The Euro’s recovery was capped by ECB official Francois Villeroy's dovish comments, reaffirming that the ECB will likely continue lowering borrowing costs.
Conversely, Bundesbank President and ECB member Joachim Nael stated, “Inflation is currently not where we want it to be,” pushing back against a possible rate cut in October.
The Bank of Japan will host its monetary policy decision on Friday. Although BoJ officials leaned hawkish, some members had grown wary of the rise in the Yen, which may hinder BoJ’s chances for additional hikes, as a stronger currency would lower import costs and slow inflation.
From a technical standpoint, the EUR/JPY is downward biased, though it could consolidate within the Tenkan-Sen (157.35) and Kijun Sen (159.51). The Relative Strength Index (RSI) favors sellers, though it shifted flat, while price action suggests that a leg-up may be underway.
Nevertheless, buyers must push prices above September's 17 high of 158.32. Once surpassed, this will expose 159.00, followed by the Kijun-Sen at 159.51. On further strength, the 160.00 mark is up for grabs. Otherwise, a drop below 158.00 will expose the Tenkan-Sen at 157.35, followed by the September 17 low of 156.04.
The Euro is the currency for the 20 European Union countries that belong to the Eurozone. It is the second most heavily traded currency in the world behind the US Dollar. In 2022, it accounted for 31% of all foreign exchange transactions, with an average daily turnover of over $2.2 trillion a day. EUR/USD is the most heavily traded currency pair in the world, accounting for an estimated 30% off all transactions, followed by EUR/JPY (4%), EUR/GBP (3%) and EUR/AUD (2%).

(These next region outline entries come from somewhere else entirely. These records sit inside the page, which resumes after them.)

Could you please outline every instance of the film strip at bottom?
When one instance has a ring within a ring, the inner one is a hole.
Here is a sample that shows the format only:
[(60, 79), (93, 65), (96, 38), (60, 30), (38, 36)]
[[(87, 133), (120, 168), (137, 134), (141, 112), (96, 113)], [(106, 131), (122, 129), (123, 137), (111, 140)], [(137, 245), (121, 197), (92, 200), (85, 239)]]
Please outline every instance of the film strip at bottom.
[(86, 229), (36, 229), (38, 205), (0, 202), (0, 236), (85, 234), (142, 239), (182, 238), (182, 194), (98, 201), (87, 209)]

The European Central Bank (ECB) in Frankfurt, Germany, is the reserve bank for the Eurozone. The ECB sets interest rates and manages monetary policy. The ECB’s primary mandate is to maintain price stability, which means either controlling inflation or stimulating growth. Its primary tool is the raising or lowering of interest rates. Relatively high interest rates – or the expectation of higher rates – will usually benefit the Euro and vice versa. The ECB Governing Council makes monetary policy decisions at meetings held eight times a year. Decisions are made by heads of the Eurozone national banks and six permanent members, including the President of the ECB, Christine Lagarde.
Eurozone inflation data, measured by the Harmonized Index of Consumer Prices (HICP), is an important econometric for the Euro. If inflation rises more than expected, especially if above the ECB’s 2% target, it obliges the ECB to raise interest rates to bring it back under control. Relatively high interest rates compared to its counterparts will usually benefit the Euro, as it makes the region more attractive as a place for global investors to park their money.
Data releases gauge the health of the economy and can impact on the Euro. Indicators such as GDP, Manufacturing and Services PMIs, employment, and consumer sentiment surveys can all influence the direction of the single currency. A strong economy is good for the Euro. Not only does it attract more foreign investment but it may encourage the ECB to put up interest rates, which will directly strengthen the Euro. Otherwise, if economic data is weak, the Euro is likely to fall. Economic data for the four largest economies in the euro area (Germany, France, Italy and Spain) are especially significant, as they account for 75% of the Eurozone’s economy.
Another significant data release for the Euro is the Trade Balance. This indicator measures the difference between what a country earns from its exports and what it spends on imports over a given period. If a country produces highly sought after exports then its currency will gain in value purely from the extra demand created from foreign buyers seeking to purchase these goods. Therefore, a positive net Trade Balance strengthens a currency and vice versa for a negative balance.